Homeless people are extremely diverse. I’ve met pastors, rabbis, scholars, business owners, and engineers who have ended up on the streets. I’ve also met men who have been gang members since childhood, and women who have been sold for sex for just as long. They all share at least one thing: the belief that their homelessness means they’re too messed up, too dysfunctional, and too broken for “society” to want them.

On Good Friday we praise God because, miracle of miracles, we—the human race—are not too messed up, dysfunctional, or broken for him to want us. In fact, he wants us so much that he suffered our dysfunction and brokenness in his own body, in order to give us his health and wholeness in return.

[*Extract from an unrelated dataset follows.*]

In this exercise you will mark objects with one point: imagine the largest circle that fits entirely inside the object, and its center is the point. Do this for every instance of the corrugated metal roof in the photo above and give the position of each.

When we show love to the homeless, we display the love of God which searches the streets and alleys for the poor, the maimed, the crippled, and the blind, and compels them to come into his great feast (Luke 14:21-23). As lovers of God, may we humbly kneel next to those who have fallen down and gently encourage them to stand up again.

Prayer
Lord Jesus, we bring before you the suffering of the homeless. Give us the wisdom, patience, and compassion to extend kindness and friendship to the many homeless folks around us. Give guidance to our civic leaders as they face the complex and systemic issues that drive homelessness in our city. Give guidance to our churches as they care for the spiritual and physical needs of our neighbors on the streets. We pray for justice, hope, restored relationships, healed bodies and minds. We thank you for your suffering and for your amazing love for us. Amen

Looking for Purpose

B.B. is a new face at the Ladle. I first noticed him with suspicion, since I frequently saw him hanging around a woman whom I know to be particularly susceptible to manipulation and abuse. Soon, however, he approached me on behalf of that woman and shared his concerns about her safety on the streets. He wondered if there was anything we could do for her, or if he could somehow help. Many abusers claim to have noble, “protective” motives, but he was clearly not playing that game. He was genuinely worried about her. Since then he has helped remind this woman to take her diabetes medication every day, a feat which I’ve been struggling to accomplish for months.

Eventually he shared his own story with us.

He lived his whole life in Illinois. He had a desk job and saved for retirement. He had a wife and a daughter who is going to grad school soon. Then…somehow he got entangled in a financial scam which wiped out his $150K of saved retirement money and stressed his marriage to the point of divorce. Burdened with defeat, depression, and a feeling of meaninglessness, he gave up. This year he became homeless for the first time in his life at age 53, and moved to San Diego for the weather. He doesn’t drink or do drugs and has no mental health issues. He could easily blend in at my workplace, church, or family gathering. He’s just a man who hit the point of despair, with no safety net to catch him, and he hasn’t yet re-emerged.

Today, B.B. came by the church to tell me about another vulnerable woman on the streets whose safety is worrying him. He is trying to keep an eye on her as well as the other woman with diabetes. I wonder if he’s looking for a sense of purpose in all this.

Like all of us, B.B. needs his defeated imagination reawakened by the gospel of Christ, the miracle of resurrection, the reality of eternal life. He needs to know his value in God’s sight. He needs to reckon with his brokenness and confess it. He needs to be reassured by the mercy of God.

The man needs Jesus. And some friends!